In the late 80s, a number of Severn Trent wastewater treatment sites had investment, improvements and upgrades and Eric, along with a team including Ben Green, Paul Griffin and other Severn Trent engineering staff took on the challenge to make sure that RBCs combined with reed beds were a viable project and saw them working with Cranfield University School of Mechanical Engineering. 

It became a labour of love for the team, and it paid off as Severn Trent continues to use RBCs combined with reed beds at 163 sites more than 30 years after they were first introduced. Not only that, but the environmental aspects have also been recognised over the years, as the sites had, as intended, become more a haven for wildlife than a vehicle for treating sewage.

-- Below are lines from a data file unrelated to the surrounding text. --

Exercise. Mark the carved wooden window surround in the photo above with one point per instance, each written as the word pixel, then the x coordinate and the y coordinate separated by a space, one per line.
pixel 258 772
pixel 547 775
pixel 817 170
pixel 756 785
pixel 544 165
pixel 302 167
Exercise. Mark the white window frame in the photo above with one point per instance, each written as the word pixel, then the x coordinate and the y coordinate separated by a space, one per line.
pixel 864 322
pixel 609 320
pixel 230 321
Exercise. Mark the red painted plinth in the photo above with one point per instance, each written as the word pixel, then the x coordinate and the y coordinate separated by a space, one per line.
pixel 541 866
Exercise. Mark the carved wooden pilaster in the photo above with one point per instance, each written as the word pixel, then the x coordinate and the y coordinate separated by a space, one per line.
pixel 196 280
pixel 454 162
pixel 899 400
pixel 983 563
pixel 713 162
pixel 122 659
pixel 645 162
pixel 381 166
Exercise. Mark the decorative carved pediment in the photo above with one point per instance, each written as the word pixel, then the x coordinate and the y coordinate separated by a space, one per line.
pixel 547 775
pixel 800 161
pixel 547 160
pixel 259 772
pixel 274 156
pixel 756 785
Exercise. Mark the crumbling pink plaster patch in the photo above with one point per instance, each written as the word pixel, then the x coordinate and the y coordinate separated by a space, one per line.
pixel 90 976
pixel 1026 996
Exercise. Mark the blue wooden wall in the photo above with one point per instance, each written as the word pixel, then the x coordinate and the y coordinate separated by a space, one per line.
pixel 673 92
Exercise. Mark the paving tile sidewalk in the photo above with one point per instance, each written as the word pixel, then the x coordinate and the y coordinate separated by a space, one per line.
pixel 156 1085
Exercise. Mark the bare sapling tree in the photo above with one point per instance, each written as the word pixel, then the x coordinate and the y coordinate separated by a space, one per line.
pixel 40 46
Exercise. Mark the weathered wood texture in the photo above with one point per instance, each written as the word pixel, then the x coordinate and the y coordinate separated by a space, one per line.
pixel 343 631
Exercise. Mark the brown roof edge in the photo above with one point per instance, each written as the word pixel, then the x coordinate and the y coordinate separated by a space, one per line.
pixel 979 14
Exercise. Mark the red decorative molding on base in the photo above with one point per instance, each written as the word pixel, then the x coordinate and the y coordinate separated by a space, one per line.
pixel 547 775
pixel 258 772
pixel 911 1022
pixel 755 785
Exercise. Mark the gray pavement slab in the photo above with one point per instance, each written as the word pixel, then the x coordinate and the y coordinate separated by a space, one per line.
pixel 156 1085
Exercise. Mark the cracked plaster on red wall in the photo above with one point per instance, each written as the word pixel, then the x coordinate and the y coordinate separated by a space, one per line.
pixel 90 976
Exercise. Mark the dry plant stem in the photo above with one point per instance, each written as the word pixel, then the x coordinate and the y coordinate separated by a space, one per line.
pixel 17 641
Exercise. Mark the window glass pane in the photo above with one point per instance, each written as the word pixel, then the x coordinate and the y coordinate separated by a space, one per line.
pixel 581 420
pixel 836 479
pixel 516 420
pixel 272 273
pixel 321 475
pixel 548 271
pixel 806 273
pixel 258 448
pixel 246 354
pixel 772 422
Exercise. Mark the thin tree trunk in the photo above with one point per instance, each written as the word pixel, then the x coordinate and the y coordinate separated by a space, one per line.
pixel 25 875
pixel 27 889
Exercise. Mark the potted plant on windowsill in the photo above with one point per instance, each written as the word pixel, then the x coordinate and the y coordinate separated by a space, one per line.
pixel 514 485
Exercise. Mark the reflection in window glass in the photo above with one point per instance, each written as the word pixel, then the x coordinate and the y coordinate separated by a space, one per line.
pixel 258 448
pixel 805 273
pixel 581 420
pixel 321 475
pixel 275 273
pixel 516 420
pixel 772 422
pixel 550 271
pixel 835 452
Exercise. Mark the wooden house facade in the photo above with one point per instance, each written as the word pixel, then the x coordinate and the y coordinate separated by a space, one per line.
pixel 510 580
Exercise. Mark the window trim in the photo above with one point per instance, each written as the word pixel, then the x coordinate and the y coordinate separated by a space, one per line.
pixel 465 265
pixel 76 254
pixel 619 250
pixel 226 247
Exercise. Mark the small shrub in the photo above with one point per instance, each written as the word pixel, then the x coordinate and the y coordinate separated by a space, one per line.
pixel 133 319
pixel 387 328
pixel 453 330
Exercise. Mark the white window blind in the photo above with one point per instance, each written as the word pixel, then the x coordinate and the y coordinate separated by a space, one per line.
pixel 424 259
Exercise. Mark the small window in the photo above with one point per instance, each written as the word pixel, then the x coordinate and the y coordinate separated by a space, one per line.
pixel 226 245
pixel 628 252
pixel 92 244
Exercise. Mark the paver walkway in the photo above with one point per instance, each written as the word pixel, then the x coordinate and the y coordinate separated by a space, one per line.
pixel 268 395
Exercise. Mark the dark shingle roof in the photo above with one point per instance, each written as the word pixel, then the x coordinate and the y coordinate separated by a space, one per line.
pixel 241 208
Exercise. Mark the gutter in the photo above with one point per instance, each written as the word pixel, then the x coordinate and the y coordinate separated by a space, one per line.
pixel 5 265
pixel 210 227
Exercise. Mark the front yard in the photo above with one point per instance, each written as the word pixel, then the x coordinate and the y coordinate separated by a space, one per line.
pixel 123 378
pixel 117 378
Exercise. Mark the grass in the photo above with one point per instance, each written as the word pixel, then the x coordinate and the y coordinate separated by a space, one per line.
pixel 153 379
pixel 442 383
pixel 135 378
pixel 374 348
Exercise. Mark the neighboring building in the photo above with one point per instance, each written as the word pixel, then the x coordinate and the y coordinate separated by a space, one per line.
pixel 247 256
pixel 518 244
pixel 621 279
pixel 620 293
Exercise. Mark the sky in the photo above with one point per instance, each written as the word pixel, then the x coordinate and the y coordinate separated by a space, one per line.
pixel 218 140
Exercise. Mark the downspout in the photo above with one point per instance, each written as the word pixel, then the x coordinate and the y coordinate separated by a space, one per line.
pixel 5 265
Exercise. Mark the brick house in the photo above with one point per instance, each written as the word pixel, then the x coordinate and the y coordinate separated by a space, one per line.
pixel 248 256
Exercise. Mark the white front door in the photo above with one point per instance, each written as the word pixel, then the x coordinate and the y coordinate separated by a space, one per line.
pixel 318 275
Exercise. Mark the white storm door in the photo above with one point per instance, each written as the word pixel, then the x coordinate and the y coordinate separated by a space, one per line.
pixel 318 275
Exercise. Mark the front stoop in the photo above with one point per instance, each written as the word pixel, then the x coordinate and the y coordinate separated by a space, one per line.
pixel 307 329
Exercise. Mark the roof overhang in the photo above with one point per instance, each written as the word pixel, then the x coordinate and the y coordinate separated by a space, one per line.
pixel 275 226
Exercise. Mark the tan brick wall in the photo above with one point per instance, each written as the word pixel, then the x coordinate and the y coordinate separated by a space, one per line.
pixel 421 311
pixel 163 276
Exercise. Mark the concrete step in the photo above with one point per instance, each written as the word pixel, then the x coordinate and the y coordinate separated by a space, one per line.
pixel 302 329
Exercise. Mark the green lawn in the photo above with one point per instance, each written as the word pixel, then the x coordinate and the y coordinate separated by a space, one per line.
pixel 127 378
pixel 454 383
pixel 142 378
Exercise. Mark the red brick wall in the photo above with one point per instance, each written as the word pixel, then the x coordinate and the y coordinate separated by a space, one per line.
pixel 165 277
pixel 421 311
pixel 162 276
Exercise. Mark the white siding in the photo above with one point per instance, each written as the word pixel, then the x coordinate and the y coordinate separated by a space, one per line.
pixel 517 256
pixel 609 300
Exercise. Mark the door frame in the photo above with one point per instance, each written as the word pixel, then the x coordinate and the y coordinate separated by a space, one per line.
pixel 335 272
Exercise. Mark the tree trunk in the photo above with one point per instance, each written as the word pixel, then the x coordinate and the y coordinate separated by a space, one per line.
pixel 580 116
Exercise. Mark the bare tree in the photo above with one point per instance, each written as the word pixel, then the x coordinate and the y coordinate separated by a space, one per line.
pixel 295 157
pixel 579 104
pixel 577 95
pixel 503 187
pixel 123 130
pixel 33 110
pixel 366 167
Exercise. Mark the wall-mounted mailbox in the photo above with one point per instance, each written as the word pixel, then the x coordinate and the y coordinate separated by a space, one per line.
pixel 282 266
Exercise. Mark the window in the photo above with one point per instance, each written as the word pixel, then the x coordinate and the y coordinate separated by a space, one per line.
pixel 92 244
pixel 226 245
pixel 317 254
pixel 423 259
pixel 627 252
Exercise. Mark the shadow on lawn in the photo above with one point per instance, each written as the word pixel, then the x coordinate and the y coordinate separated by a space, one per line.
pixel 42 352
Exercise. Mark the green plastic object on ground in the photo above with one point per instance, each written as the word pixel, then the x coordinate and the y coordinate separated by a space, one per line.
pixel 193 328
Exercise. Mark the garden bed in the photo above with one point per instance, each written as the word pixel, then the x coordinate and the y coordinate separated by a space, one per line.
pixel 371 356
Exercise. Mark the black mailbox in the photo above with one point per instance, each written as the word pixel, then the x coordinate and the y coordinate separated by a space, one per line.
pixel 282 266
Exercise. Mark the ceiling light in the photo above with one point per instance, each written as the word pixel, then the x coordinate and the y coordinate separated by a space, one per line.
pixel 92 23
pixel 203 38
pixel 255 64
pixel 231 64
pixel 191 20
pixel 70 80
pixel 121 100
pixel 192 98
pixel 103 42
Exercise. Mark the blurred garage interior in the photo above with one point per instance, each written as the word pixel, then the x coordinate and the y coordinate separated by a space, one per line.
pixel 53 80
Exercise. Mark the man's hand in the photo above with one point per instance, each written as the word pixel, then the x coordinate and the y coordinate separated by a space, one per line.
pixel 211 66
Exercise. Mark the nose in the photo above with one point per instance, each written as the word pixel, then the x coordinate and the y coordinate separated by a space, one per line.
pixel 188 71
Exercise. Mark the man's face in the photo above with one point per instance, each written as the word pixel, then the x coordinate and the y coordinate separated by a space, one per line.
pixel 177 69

One of the pinnacles of the project was when Princess Anne visited to Severn Trent’s Avening site in Gloucestershire. The Princess was given a tour of the site, learned how the process worked and while there, also officially opened the site, which had not long been completed.

Eric said: “The project gained us international acclaim and showcased Severn Trent as a driver of innovation in the water sector. But the visit of Princess Anne to Avening Sewage Treatment Works was the cherry on top of it all.

“Although it was a rush to get everything ready as we only had six days to get the reed beds completed and done in time for the visit, but we got everything sorted and she was very impressed with everything that was being done.” 

Bob Stear, Chief Engineer from Severn Trent, added: “Eric and the team led the way with nature-based solutions which has informed so much work and innovation over the past 30 years. Their perseverance and determination in getting this project off the ground and making it work, has meant that we have been able to make great strides for the future and we cannot thank them enough.”

Working with Cranfield University on mechanical engineering specification, Cranfield’s engineer had industrial experience in rotating machinery as practical engineering experience in rotating machinery was essential.

Eric added: “This turned out to be a major project that was extremely technical, we developed several simple innovations to achieve a consistently clear standard at all rates of flow including storm water and long life. It was very important to get the hydraulic, process parameters and speed of rotation correct, if the process was to be successful – and it was!”

Back in the 80’s the then-named Severn Trent Water Authority was into its second decade as a company after it had being formed from dozens of local water authorities and corporations; inheriting and becoming custodians of some of the most vital bits of infrastructure in the country; and looking ahead to investing in and serving millions over the years to come.